In making his argument, Cardinal McElroy did not cite any widespread protests from 17th-century bishops and theologians that doubtless would have emerged if Catholic teaching had been altered—rather than developed, refined, or made more explicit.
Cardinal McElroy also did not address the New Testament roots of Catholic teaching on the grave nature of sexual sin—rendering such sins mortal when committed with deliberate consent and full knowledge.
In the Sermon on the Mount, Jesus Christ taught, “I say to you that every one who looks at a woman lustfully has already committed adultery with her in his heart. If your right eye causes you to sin, pluck it out and throw it away; it is better that you lose one of your members than that your whole body be thrown into hell. And if your right hand causes you to sin, cut it off and throw it away; it is better that you lose one of your members than that your whole body go into hell” (Matthew 5:28-30). Likewise, St. Paul taught, “Do not be deceived; neither the immoral, nor idolaters, nor adulterers, nor the effeminate, nor sodomites, nor thieves, nor the greedy, nor drunkards, nor revilers, nor robbers will inherit the kingdom of God. And such were some of you. But you were washed, you were sanctified, you were justified in the name of the Lord Jesus Christ and in the Spirit of our God” (1 Corinthians 6:9-11).
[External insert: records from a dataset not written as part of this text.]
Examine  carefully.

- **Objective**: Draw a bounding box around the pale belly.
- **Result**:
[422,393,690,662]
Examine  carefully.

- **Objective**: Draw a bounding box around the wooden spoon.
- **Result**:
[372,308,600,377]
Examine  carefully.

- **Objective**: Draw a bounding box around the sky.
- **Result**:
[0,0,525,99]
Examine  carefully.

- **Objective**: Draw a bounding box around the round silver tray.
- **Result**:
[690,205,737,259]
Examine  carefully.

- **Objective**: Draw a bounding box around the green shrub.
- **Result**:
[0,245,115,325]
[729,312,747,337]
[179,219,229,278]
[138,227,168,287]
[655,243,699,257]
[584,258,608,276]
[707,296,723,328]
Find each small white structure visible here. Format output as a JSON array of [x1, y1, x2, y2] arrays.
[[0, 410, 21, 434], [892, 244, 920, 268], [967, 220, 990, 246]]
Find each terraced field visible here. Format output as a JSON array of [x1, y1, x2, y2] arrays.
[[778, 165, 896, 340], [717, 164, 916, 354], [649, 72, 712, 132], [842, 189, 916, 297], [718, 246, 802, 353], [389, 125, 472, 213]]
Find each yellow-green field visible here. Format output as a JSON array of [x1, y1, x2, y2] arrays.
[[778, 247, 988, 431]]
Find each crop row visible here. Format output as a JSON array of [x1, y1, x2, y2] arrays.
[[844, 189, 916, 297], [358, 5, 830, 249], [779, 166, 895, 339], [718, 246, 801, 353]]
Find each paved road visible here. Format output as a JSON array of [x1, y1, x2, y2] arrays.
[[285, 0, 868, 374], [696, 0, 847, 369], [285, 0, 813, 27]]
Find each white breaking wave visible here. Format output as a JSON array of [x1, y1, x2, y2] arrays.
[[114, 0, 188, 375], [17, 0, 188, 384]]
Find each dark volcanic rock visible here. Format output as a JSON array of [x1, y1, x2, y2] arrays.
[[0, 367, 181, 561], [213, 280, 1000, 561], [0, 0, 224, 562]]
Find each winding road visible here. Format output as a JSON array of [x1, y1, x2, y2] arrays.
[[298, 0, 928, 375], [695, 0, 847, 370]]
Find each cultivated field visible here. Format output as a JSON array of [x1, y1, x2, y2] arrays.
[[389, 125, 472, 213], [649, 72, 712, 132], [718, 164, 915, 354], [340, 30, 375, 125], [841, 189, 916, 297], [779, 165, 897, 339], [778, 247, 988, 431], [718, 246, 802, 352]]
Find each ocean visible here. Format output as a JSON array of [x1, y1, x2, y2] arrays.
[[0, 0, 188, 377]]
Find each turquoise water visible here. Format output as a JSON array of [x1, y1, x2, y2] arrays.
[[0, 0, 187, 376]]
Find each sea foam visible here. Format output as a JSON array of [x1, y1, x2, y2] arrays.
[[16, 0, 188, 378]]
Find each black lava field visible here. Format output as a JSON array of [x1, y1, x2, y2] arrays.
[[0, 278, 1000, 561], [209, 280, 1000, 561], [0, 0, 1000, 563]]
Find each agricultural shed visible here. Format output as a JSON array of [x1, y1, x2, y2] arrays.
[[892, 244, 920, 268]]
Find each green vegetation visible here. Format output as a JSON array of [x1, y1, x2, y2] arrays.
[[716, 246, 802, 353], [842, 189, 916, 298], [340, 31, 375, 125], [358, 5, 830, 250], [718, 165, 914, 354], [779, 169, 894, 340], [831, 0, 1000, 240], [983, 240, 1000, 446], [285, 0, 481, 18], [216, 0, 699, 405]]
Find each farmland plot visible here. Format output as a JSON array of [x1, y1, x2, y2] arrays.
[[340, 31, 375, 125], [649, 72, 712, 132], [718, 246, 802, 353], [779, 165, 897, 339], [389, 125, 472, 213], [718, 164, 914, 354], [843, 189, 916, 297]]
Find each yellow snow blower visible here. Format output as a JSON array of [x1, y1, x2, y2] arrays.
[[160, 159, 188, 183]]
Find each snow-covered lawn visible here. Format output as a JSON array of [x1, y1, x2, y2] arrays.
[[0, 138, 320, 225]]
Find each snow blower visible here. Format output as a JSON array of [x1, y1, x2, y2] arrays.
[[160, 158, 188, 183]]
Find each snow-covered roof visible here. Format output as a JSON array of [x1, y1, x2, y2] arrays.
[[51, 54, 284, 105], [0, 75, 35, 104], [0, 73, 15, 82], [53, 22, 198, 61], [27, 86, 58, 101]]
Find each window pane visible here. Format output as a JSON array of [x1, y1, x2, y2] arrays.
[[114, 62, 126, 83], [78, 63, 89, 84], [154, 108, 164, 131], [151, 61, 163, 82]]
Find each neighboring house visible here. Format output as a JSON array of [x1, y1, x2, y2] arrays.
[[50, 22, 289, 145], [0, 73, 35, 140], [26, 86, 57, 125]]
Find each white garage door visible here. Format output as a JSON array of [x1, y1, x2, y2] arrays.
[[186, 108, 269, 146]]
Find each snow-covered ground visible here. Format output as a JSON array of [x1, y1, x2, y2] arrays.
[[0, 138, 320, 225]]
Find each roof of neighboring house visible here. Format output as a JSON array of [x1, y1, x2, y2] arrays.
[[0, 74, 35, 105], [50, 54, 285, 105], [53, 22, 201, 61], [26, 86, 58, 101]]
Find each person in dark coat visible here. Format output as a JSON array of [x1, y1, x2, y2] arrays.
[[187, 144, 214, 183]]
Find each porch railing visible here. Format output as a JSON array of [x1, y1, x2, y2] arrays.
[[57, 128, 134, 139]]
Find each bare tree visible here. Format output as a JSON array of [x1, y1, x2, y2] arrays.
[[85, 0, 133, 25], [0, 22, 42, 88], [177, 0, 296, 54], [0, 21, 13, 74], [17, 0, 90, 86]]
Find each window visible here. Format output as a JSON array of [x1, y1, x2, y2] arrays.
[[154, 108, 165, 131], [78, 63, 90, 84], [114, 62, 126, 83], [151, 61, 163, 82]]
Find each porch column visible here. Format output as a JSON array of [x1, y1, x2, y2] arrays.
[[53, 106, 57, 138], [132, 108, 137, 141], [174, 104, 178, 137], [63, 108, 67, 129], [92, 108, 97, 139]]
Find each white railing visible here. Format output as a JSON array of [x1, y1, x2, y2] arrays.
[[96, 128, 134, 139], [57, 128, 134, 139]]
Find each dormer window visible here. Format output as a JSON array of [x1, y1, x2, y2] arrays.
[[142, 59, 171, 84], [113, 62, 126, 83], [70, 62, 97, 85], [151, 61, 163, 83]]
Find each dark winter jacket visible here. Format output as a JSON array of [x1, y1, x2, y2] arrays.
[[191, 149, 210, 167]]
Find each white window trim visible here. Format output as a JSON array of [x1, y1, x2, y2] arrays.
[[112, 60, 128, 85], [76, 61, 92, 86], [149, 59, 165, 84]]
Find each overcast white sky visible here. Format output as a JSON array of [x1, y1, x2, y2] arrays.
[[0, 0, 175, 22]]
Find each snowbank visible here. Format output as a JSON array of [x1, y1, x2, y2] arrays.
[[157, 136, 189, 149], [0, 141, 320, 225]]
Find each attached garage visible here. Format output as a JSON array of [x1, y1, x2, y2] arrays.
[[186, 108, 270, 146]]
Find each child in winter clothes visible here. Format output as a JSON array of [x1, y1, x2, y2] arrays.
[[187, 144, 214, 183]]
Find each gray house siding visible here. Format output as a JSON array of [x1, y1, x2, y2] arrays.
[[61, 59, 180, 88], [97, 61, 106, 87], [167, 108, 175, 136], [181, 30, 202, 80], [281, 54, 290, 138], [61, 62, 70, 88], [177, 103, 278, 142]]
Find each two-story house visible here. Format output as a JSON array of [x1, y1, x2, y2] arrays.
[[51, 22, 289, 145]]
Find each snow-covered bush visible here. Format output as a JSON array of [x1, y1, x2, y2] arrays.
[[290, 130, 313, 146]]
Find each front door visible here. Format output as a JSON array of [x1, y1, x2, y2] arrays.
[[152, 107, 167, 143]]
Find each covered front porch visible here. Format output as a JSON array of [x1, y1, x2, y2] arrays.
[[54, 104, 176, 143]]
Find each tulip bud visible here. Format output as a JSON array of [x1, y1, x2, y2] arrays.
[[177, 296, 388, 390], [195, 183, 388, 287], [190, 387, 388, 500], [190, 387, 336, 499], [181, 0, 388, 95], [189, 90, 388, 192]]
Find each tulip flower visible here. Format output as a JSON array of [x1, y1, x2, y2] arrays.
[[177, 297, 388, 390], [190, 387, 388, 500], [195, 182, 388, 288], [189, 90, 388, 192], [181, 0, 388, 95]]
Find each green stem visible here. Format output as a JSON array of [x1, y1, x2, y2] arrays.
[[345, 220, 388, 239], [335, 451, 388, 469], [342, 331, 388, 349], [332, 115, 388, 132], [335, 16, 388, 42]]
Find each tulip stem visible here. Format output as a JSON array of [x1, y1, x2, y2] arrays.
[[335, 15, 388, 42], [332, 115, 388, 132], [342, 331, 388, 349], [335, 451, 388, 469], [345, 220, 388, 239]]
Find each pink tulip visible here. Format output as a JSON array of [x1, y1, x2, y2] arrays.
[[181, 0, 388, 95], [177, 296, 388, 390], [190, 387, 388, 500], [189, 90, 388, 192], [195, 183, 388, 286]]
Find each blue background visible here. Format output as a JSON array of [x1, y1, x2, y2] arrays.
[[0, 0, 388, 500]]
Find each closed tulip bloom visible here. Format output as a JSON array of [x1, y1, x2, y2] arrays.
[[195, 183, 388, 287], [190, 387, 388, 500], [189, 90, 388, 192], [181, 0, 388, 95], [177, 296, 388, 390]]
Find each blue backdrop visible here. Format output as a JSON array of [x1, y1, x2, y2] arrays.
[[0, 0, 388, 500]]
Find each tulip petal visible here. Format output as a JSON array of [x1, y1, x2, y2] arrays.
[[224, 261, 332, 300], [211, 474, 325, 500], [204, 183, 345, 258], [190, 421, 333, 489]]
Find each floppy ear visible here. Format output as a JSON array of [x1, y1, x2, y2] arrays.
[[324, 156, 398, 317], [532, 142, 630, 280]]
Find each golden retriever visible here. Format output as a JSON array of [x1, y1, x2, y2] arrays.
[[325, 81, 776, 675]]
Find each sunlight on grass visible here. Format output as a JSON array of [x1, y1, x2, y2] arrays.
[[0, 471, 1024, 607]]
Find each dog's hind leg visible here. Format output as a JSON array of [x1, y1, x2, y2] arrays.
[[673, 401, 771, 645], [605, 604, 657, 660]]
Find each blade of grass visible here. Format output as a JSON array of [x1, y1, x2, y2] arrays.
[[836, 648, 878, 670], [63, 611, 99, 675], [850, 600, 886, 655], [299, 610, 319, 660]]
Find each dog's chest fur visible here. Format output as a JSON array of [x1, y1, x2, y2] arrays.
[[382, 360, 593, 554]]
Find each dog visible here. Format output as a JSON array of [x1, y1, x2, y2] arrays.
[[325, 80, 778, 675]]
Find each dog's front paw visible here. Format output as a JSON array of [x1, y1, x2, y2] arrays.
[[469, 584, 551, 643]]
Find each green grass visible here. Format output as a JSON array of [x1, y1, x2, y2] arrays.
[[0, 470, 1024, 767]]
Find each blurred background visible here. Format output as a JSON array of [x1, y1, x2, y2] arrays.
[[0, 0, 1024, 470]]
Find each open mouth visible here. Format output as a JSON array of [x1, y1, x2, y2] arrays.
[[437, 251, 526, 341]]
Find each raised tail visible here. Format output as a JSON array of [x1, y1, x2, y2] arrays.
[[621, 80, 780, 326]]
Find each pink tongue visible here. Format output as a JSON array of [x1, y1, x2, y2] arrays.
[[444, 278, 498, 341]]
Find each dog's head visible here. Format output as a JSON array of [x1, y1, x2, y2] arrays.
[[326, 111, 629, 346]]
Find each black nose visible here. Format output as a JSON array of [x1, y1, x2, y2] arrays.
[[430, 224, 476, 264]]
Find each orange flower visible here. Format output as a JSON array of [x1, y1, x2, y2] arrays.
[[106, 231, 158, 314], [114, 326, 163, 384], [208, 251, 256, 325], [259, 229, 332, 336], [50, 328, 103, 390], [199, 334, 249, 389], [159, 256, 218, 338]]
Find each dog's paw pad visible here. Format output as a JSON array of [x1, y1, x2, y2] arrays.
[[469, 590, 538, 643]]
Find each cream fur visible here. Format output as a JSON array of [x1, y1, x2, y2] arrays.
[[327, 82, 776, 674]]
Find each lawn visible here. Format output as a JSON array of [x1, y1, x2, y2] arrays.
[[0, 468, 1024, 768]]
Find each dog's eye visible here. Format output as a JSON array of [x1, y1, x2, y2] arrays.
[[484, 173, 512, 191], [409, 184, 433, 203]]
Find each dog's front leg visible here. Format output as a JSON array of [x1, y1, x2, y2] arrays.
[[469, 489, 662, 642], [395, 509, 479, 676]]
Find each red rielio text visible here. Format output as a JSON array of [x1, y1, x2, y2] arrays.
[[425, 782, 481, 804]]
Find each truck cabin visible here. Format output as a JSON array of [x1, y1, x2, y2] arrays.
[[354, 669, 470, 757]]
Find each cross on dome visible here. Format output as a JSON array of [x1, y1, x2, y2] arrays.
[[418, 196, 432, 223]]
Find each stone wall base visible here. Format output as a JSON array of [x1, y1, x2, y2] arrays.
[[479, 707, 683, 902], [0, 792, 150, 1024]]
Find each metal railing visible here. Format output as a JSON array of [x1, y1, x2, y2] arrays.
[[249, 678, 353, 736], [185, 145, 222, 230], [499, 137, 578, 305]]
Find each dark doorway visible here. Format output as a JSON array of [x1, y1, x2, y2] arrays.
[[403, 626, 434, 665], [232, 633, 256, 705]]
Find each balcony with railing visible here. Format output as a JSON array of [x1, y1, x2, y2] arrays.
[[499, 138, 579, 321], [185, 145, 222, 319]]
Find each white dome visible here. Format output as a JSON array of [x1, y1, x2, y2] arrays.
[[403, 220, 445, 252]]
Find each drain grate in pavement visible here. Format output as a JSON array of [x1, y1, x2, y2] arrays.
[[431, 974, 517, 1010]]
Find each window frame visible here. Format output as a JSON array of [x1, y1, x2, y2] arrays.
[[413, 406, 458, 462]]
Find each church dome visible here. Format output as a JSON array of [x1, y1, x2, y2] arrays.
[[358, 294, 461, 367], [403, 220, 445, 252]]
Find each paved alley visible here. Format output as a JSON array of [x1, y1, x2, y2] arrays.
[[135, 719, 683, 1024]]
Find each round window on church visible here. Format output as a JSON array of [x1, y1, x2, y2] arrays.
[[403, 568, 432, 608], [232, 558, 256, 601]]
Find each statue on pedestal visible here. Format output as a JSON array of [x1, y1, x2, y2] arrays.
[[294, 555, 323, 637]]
Nor did Cardinal McElroy address the penitential discipline of the early Church, which makes manifest that the teaching he is assailing dates from far earlier than the 17th century. For example, St. Basil the Great, citing “the canons laid down by our Fathers,” wrote in the fourth century that penitents who had committed adultery or homosexual acts were not to be admitted to Holy Communion for 15 years, and that penitents who had committed fornication were not to be admitted to Holy Communion for seven years. Later in the fourth century, St. Jerome attested to the non-admission to Holy Communion of those who had remarried outside the Church (Letters 55, 77).